The antibacterial activity of tested ILs was assessed by measuring zone diameter of the growth inhibition, which indicates the degree of susceptibility or resistance of A. baumannii and S. aureus isolate against the test compounds. The compounds, which formed zones > 15 mm of inhibition growth of microorganisms, were selected as active.

4.5. Molecular Docking

The docking was performed similarly to our earlier studies [42,43]. The crystal structures of enoyl-ACP reductase of A. baumannii (AFabI) and S. aureus (SFabI) were obtained from the RCSB Protein Data Bank (PDB ID: 6AH9, 3GR6) [44]. Subunits A of FabI A. baumannii and S. aureus were used for docking. The ligands and water molecules were deleted from the crystal structure using Accelrys DS 4.0 [45]. AutoDock Tools (ADT) 1.5.6 [46] was used to prepare the protein and ligands. All polar hydrogens were added to the protein molecules by ADT. The renumbering all atoms with included new hydrogen atoms were conducted by noBondOrder method. The Gasteiger method was applied for calculation and addition of partial charges. The prepared protein was saved in PDBQT format. The ChemAxon Marvin Sketch 5.3.735 program [47] was to create, optimize and save the ligand structures in Mol2 format. The ligands optimization and energy minimization were performed using MOPAC2016 [48] program. Partial charges and torsion angles of the ligands were altered with ADT and saved in PDBQT format. Docking was performed by AutoDock 4.2 [46] program. The Lamarckian genetic algorithm and rigid protein docking procedure were used for docking simulations.
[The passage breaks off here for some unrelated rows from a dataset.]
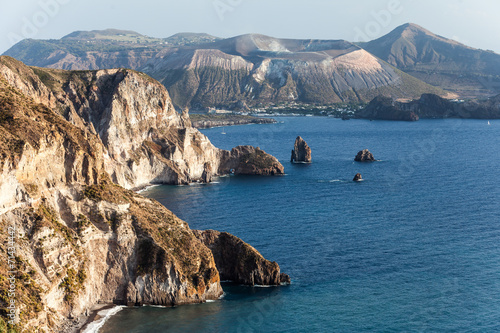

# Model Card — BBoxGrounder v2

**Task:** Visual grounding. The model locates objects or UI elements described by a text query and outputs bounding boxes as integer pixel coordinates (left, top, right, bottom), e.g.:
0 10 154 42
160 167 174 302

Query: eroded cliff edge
0 57 288 331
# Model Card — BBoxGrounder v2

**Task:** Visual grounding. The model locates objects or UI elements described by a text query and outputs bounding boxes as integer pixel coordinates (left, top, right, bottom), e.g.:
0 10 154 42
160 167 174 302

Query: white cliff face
0 58 222 332
1 59 225 188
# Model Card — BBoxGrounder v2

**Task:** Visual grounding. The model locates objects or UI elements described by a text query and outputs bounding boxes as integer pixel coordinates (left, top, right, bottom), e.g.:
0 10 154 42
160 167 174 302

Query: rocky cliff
194 230 290 286
0 57 288 332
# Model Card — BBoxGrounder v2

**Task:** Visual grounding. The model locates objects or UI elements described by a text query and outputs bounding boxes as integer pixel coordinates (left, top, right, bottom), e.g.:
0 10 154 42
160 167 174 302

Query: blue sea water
101 117 500 333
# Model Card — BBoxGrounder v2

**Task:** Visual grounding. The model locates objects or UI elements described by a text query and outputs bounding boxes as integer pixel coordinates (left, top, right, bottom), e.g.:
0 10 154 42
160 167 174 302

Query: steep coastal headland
0 57 288 332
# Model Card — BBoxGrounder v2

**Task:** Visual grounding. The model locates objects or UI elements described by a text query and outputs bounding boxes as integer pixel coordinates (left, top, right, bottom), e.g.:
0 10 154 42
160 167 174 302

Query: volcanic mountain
361 23 500 97
2 30 443 108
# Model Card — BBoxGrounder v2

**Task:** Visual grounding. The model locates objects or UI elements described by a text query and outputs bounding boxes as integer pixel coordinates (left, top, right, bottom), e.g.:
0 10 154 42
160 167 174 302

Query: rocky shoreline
0 57 287 333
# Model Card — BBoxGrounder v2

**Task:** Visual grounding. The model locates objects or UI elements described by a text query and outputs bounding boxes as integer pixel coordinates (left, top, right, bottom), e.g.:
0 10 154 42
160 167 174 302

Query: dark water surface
101 117 500 333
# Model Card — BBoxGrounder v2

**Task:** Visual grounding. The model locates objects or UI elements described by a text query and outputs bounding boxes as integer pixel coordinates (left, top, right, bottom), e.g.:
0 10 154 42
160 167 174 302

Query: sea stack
354 149 376 162
290 136 311 163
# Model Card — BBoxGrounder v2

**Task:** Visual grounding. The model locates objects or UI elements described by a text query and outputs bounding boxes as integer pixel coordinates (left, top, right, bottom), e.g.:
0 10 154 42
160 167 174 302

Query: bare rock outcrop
290 136 311 163
193 230 290 286
0 57 288 332
354 149 376 162
0 56 286 189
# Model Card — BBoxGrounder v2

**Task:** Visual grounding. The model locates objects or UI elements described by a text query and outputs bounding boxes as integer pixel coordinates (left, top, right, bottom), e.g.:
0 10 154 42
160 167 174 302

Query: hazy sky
0 0 500 53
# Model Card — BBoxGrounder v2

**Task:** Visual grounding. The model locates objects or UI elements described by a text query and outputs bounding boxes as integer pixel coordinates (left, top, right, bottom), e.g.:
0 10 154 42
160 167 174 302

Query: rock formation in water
220 146 285 176
290 136 311 163
0 57 288 332
193 230 290 286
354 149 376 162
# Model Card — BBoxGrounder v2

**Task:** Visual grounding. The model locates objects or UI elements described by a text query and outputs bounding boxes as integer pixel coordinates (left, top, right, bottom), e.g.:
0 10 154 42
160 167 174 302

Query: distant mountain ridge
5 24 500 108
361 23 500 97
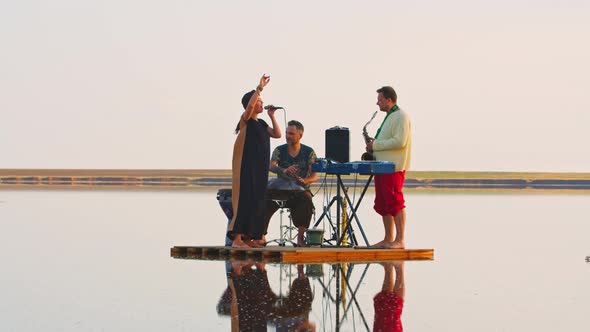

A grid and docking parameter files were generated by ADT tools. The ligand TCL (Triclosan) was set in the center of the box and the grid map (40 × 40 × 40 points) with grid spacing of 0.375Å. The other parameters were set as default. The analysis and visualization of protein-ligand interactions were performed by Accelrys DS 4.0 (Dassault Systemes, BIOVIA, Waltham, MA, USA).

5. Conclusions

A number of predictive regression models based on different machine learning methods were built using the OCHEM platform. The developed QSAR models demonstrated good stability, robustness, and predictive power. Seven ILs were synthesized and their activities against A. baumannii and S. aureus MDR isolates were evaluated. ILs 3, 4, and 16 with a long C12-C14 alkyl chain showed high in vitro activity against clinical isolates of both gram-positive S. aureus and gram-negative A. baumannii strains. These results are of certain interest due to the known data on ILs derived from N-cinnamyl imidazole with a similar alkyl chain length active only against gram-positive bacteria [31]. Molecular docking as well as a number of other indirect evidences demonstrated the ligand-FabI complexes formation could be the potential MoA, but this hypothesis need to be further validated experimentally.